Havada biçilen ot, sulanan toprak, yağmurun ardından gelen huzurun, dalından koparılan taze zahterin kokusu var.
Yağmur damlaları yeni ışkın vermiş yemyeşil taze bağ yaprakları üzerinde güneşin göz kırpmaları arasında birer inci tanesi gibi duruyorlar.
Meyve bahçeleri kışın gölgesinden kurtulmuş, Tabiat kara giysilerini atmış bütün coşkusuyla kabuk değiştirmekte, rengârenk fistanlarını giyinmekte.
Hangi yöne baksam öldü denilenler bir bir dirilirken, doğada mucizeler yaşanıyor.
Çevremde gördüğüm diriliş destanın taze enerjisini, bedenimin her zerresinde, ruhumun derinliklerinde hissediyorum.
Şehrin kirli, bunaltıcı, kargaşa ve sinir bozan atmosferinden sonra, bir masal kahramanı gibi tabiatın kucağında onun elinden yudumladığım sihirli iksirin etkisiyle içim içime sığmıyor, yaşadığımı hissediyorum.
Sof dağına doğru yol alırken arabanın penceresinden içeri vuran mis gibi hava, bir film şeridi gibi yanımdan geçip gitmekte olan ağaçlar, tepeler, süzülerek indiğimiz vadiler beni kendimden geçirmeye yetiyor.
Sof’a yaklaşırken kardede köyü çıkıyor karşımıza..
Karadede köyü, adını Karadede ’den almış.
Gaziantep evliyalarından kabul edilen “Karadede; Şeyh Feyzullah'ın torunu, Şeyh Müslüm'in oğlu, Halil Rıfat Efendi ve Zeki Savcı'nın dedelerinden.
Karadede Sof dağının ovaya uzanan sırtlarında. Sofu gören, kendi adıyla anılan Karadede köyünün güneyinde, hemen yanı başında …
Çevresi diz boyu yüksekliğindeki briket duvarla çevrili bir alan içinde, büyükçe bir meşe ağacının gölgesindeki kabirde yatmakta.
Kabir alanında türbe veya herhangi bir yapı yok. Ayrıca kabir, diğer emsal kabirlere göre oldukça büyük ve geniş. Sanki orta Asya Türk kurganlarını andırıyor.

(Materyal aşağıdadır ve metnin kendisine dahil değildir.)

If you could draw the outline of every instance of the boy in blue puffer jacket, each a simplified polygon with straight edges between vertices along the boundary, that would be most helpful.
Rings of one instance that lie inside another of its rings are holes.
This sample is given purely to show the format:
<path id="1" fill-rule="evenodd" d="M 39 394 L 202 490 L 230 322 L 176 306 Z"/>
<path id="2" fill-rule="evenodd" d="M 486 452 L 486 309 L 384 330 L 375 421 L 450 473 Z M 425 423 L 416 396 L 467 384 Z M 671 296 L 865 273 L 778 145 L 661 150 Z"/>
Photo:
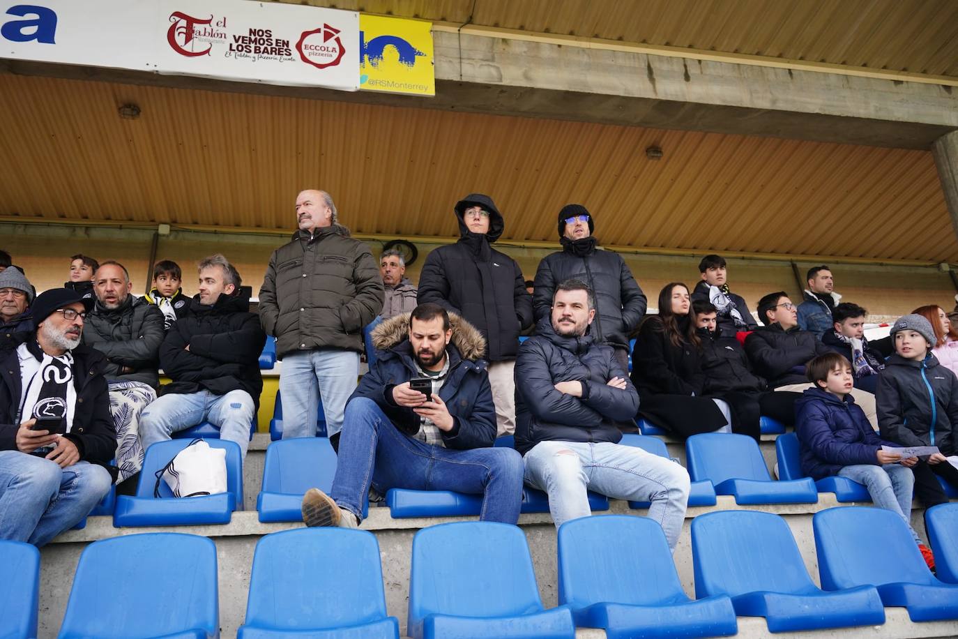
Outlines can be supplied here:
<path id="1" fill-rule="evenodd" d="M 806 367 L 815 385 L 795 402 L 795 434 L 798 436 L 802 472 L 812 479 L 829 475 L 847 477 L 868 489 L 878 508 L 898 513 L 911 531 L 929 568 L 931 551 L 911 527 L 911 497 L 915 476 L 911 467 L 918 458 L 901 459 L 884 452 L 882 440 L 850 395 L 855 384 L 852 364 L 843 355 L 830 353 L 815 357 Z"/>

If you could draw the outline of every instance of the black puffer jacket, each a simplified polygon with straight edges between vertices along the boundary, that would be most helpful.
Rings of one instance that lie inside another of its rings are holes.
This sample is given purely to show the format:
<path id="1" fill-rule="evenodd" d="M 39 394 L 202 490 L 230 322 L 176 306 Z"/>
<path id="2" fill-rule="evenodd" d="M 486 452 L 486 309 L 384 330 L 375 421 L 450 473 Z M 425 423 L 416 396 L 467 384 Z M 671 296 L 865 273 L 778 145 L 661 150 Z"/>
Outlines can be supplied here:
<path id="1" fill-rule="evenodd" d="M 259 318 L 249 312 L 248 293 L 220 295 L 213 306 L 200 304 L 196 295 L 189 315 L 173 323 L 160 348 L 163 372 L 172 379 L 161 394 L 243 390 L 259 407 L 260 354 L 265 342 Z"/>
<path id="2" fill-rule="evenodd" d="M 471 233 L 463 220 L 463 212 L 476 204 L 490 212 L 485 235 Z M 505 228 L 502 215 L 488 195 L 471 194 L 456 204 L 456 218 L 462 237 L 425 259 L 418 302 L 439 304 L 478 329 L 487 343 L 485 359 L 512 359 L 519 333 L 533 323 L 533 303 L 519 265 L 490 246 Z"/>
<path id="3" fill-rule="evenodd" d="M 110 416 L 106 377 L 103 377 L 106 358 L 99 351 L 82 344 L 71 354 L 77 403 L 73 426 L 64 437 L 77 445 L 81 461 L 104 467 L 116 479 L 117 469 L 109 465 L 116 455 L 117 437 Z M 20 422 L 26 421 L 18 415 L 22 384 L 19 356 L 15 349 L 8 351 L 0 359 L 0 450 L 17 449 L 16 431 Z"/>
<path id="4" fill-rule="evenodd" d="M 832 353 L 813 333 L 797 326 L 785 331 L 776 322 L 760 326 L 745 338 L 745 353 L 752 370 L 768 380 L 771 388 L 806 384 L 805 365 L 817 355 Z"/>
<path id="5" fill-rule="evenodd" d="M 692 301 L 704 300 L 705 302 L 711 302 L 709 299 L 709 291 L 711 286 L 704 280 L 699 280 L 698 284 L 692 290 Z M 733 292 L 727 294 L 728 299 L 732 301 L 735 305 L 735 309 L 739 311 L 741 315 L 741 321 L 745 323 L 745 326 L 736 326 L 735 320 L 732 319 L 731 312 L 722 314 L 718 313 L 717 319 L 718 320 L 718 328 L 721 329 L 722 332 L 725 333 L 727 337 L 735 337 L 735 333 L 740 331 L 754 331 L 758 328 L 759 323 L 755 321 L 755 316 L 748 311 L 748 305 L 745 304 L 745 299 L 741 295 L 736 295 Z"/>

Karadede ’ye yöre halkı tarafından büyük saygı duyulurken, felçliler ve romatizmalılar için de “şifa ocağı” olarak görülüyor..
Karadede’nin kabrinin etrafı oldukça ağaçlık. Ağaçlardan kabire doğru yayılan dallara ve toprağa düşen yapraklara kimse dokunmuyor. Dokunanların da çarpılacağına inanılıyor.
Anadolu’nun pek çok yerinde olduğu gibi erenlerin kabir ve türbelerinin çevresinde yer alan ağaçlara niyette bulunanlar tarafından bez bağlama adeti, burada da var.
Karadede yattığı yerin bir yanında bütün heybetiyle Sof dağını izlerken, diğer yanında rengârenk motifleriyle bir kilim gibi Antep’e uzayan ovanın sessiz derinliğinde, ebedi uykusunda dinlenmekte.
Karadede’nin kabri başında bir dua okuyoruz. Sonra ver elini sof dağına.